Il termometro che misura lo stress del corpo
Ma che cos’è la temperatura di bulbo umido? Il nome deriva dal bulbo, cioè il piccolo serbatoio posto all’estremità dei tradizionali termometri, quello che contiene il liquido sensibile alla temperatura. Per misurare questo parametro, il bulbo viene avvolto in una garza mantenuta umida. L’acqua, evaporando, sottrae calore al bulbo e ne abbassa la temperatura. Più l’aria è secca, maggiore è l’evaporazione e più il termometro si raffredda; se invece l’aria è già ricca di umidità, l’evaporazione rallenta e la temperatura rilevata resta vicina a quella dell’aria. È proprio questa misura a indicare quanto efficacemente anche il corpo umano riesca a raffreddarsi attraverso il sudore. Nelle moderne stazioni meteorologiche il valore è oggi ricavato soprattutto con sensori elettronici, ma il principio fisico su cui si basa resta lo stesso.
Ricapitolando, la temperatura di bulbo umido combina temperatura e umidità per valutare quanto il nostro organismo riesca a disperdere calore attraverso la sudorazione. Se l’aria è secca, il sudore evapora facilmente e raffredda la pelle. Quando invece l’umidità è elevata, questo meccanismo si inceppa: il sudore resta sulla pelle, il corpo accumula calore e la temperatura interna continua a salire.
È per questo che 40 °C con aria asciutta non equivalgono a 40 °C in un ambiente saturo di umidità. Nel secondo caso lo stress fisiologico aumenta rapidamente, anche restando all’ombra.
La soglia dei 35 gradi
Secondo l’Università delle Nazioni Unite (UNU-EHS), una temperatura di bulbo umido di 35 °C rappresenta il limite teorico oltre il quale il corpo umano non riesce più a raffreddarsi nemmeno disponendo di acqua e riparo dal sole. Nel rapporto Interconnected Disaster Risks 2023 si legge che un’esposizione superiore a sei ore può provocare conseguenze gravissime perfino per “un giovane adulto sano che riposa in condizioni ombreggiate e ventilate”. Per anziani, lavoratori all’aperto e persone fragili il pericolo arriva molto prima.
Lo studio
Il dato più interessante arriva dal PSU HEAT Project della Pennsylvania State University. I ricercatori hanno testato 24 giovani adulti sani in camere climatiche controllate, simulando attività quotidiane leggere come camminare o pedalare a bassa intensità. Nessun partecipante ha raggiunto il limite teorico dei 35 °C: le condizioni in cui il corpo non riusciva più a mantenere stabile la temperatura interna si sono verificate tra 30 e 31 °C negli ambienti caldo-umidi e addirittura tra 25 e 28 °C in quelli molto caldi e secchi. Gli autori concludono che “tutte le soglie critiche osservate erano significativamente inferiori ai 35 °C teorici” e che non esiste probabilmente un unico valore valido per tutti i climi del pianeta.

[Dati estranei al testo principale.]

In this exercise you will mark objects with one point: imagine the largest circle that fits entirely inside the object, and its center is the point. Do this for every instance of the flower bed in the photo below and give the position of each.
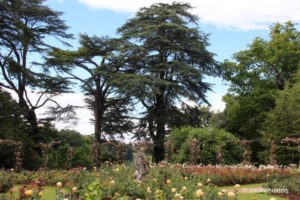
(233, 174)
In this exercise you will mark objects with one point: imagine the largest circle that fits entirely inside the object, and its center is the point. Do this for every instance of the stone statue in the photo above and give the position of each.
(141, 165)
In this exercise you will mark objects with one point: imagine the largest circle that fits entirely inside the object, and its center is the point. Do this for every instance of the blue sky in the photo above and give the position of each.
(232, 25)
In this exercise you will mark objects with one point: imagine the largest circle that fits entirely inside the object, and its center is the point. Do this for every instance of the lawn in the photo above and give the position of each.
(49, 193)
(249, 196)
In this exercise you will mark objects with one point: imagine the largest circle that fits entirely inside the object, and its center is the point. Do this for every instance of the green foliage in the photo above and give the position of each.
(6, 182)
(24, 26)
(284, 121)
(169, 56)
(292, 184)
(210, 139)
(257, 77)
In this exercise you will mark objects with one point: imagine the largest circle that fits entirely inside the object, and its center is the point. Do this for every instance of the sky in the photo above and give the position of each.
(232, 25)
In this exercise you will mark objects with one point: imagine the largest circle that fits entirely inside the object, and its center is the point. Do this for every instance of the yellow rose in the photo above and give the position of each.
(220, 194)
(58, 184)
(199, 193)
(237, 186)
(74, 189)
(231, 195)
(199, 185)
(28, 193)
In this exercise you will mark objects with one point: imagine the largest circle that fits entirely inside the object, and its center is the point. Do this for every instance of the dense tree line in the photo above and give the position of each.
(139, 82)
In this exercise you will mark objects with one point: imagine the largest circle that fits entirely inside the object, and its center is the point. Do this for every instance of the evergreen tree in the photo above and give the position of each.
(98, 60)
(25, 28)
(170, 59)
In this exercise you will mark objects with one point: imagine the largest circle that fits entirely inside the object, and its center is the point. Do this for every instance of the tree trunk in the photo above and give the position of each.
(158, 147)
(31, 117)
(158, 139)
(98, 112)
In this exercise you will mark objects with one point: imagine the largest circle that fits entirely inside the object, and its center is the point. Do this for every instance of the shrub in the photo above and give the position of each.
(209, 139)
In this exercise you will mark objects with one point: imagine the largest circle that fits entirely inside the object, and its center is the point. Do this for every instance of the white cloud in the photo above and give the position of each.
(238, 14)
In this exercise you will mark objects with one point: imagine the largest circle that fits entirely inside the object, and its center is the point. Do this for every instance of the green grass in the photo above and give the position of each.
(248, 196)
(48, 192)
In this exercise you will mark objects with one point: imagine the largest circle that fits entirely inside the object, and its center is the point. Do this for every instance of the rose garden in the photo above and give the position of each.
(155, 135)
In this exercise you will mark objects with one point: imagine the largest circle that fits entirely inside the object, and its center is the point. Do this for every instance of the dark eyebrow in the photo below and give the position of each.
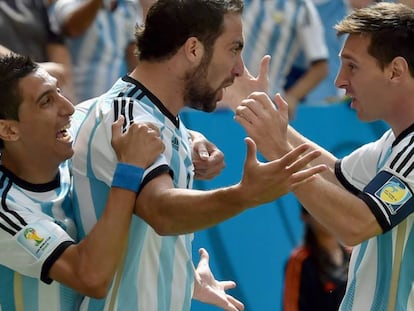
(43, 95)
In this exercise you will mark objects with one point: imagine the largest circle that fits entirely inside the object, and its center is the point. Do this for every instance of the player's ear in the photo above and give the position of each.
(9, 130)
(398, 68)
(194, 50)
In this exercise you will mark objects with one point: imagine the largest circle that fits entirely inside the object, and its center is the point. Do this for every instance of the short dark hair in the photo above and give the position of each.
(390, 27)
(13, 68)
(169, 23)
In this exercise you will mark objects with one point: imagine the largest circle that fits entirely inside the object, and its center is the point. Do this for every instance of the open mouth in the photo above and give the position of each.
(63, 135)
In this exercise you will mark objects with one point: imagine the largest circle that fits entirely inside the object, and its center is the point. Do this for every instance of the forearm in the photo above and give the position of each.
(179, 211)
(80, 19)
(90, 266)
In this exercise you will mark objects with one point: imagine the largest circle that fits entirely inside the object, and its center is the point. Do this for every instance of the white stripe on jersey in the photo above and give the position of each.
(371, 262)
(281, 29)
(158, 270)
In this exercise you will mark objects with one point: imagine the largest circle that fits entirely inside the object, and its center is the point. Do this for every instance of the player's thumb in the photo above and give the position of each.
(251, 150)
(117, 127)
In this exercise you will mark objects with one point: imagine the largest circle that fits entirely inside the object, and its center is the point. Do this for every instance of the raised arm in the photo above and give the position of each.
(173, 211)
(88, 267)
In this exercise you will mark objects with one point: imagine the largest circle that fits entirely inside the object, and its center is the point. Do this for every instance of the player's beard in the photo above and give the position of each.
(197, 92)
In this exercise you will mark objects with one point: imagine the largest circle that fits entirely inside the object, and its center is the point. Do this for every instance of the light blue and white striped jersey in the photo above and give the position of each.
(330, 12)
(282, 29)
(36, 226)
(98, 55)
(158, 270)
(381, 174)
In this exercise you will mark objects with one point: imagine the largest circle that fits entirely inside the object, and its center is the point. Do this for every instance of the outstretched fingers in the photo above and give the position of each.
(297, 163)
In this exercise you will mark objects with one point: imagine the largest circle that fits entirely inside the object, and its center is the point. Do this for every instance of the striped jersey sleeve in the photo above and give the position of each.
(383, 172)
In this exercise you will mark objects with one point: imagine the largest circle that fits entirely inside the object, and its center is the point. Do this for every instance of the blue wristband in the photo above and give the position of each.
(127, 176)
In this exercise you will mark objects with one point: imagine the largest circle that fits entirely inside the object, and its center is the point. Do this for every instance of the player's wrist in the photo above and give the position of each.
(128, 177)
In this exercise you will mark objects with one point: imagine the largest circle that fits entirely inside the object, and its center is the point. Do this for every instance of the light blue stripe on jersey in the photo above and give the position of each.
(56, 203)
(98, 56)
(371, 264)
(406, 278)
(158, 273)
(270, 29)
(384, 261)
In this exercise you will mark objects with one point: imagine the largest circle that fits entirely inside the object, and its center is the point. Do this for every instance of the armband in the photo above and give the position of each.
(127, 176)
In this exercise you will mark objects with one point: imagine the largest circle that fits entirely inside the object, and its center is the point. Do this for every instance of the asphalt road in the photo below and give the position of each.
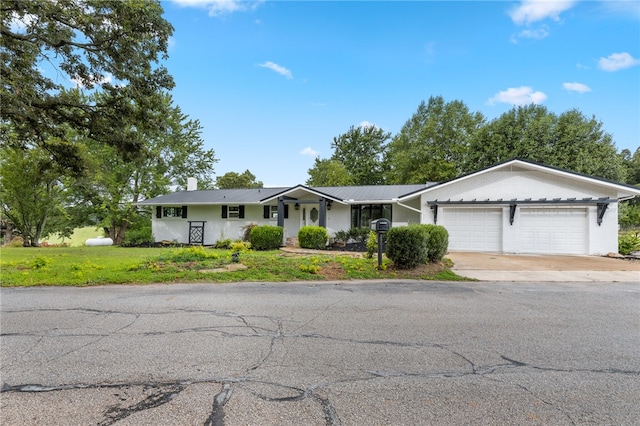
(374, 353)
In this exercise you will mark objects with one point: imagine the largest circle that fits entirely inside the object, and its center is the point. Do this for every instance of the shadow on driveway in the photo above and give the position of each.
(511, 267)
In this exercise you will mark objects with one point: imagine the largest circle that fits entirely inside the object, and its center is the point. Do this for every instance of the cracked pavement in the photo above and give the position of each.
(375, 353)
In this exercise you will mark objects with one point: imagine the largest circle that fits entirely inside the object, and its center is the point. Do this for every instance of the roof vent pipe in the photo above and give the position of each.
(192, 184)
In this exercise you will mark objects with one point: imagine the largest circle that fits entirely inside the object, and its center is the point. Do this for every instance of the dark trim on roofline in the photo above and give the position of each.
(533, 163)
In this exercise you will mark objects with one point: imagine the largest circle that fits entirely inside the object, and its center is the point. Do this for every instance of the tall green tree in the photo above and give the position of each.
(570, 141)
(113, 47)
(32, 195)
(631, 163)
(433, 143)
(233, 180)
(172, 153)
(361, 151)
(328, 172)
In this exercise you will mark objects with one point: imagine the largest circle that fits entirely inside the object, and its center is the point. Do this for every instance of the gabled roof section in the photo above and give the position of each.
(299, 191)
(351, 194)
(628, 190)
(370, 193)
(339, 194)
(214, 196)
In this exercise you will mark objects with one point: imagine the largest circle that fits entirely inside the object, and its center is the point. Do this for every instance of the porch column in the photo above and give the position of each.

Il clima cambia anche il rischio
Il riscaldamento globale rende queste condizioni sempre meno eccezionali. Il caldo estremo provoca già oggi circa 500 mila morti in eccesso ogni anno nel mondo secondo la UNU-EHS, mentre l’aumento delle emissioni di gas serra accresce la probabilità che temperatura e umidità raggiungano contemporaneamente livelli critici.
Le aree più esposte sono l’Asia meridionale e il Medio Oriente. Jacobabad, in Pakistan, considerata una delle città più calde del Pianeta, ha già sperimentato più volte condizioni prossime alla soglia critica. Se il riscaldamento globale continuerà, entro pochi decenni questi episodi potrebbero diventare ricorrenti in diverse regioni.
Adattarsi non basta
Condizionatori, ventilatori, tetti riflettenti, alberi e nuove strategie urbanistiche possono ridurre il rischio, ma non eliminano il problema. La temperatura di bulbo umido è un indicatore che misura il margine entro cui il corpo umano può ancora adattarsi. Oltre quel limite non cambia soltanto il modo in cui percepiamo il caldo: cambia la possibilità stessa di vivere e lavorare in alcuni territori. Per questo ridurre le emissioni non significa soltanto contenere un numero, ma evitare che il clima superi la soglia oltre la quale l’adattamento diventa sempre più difficile.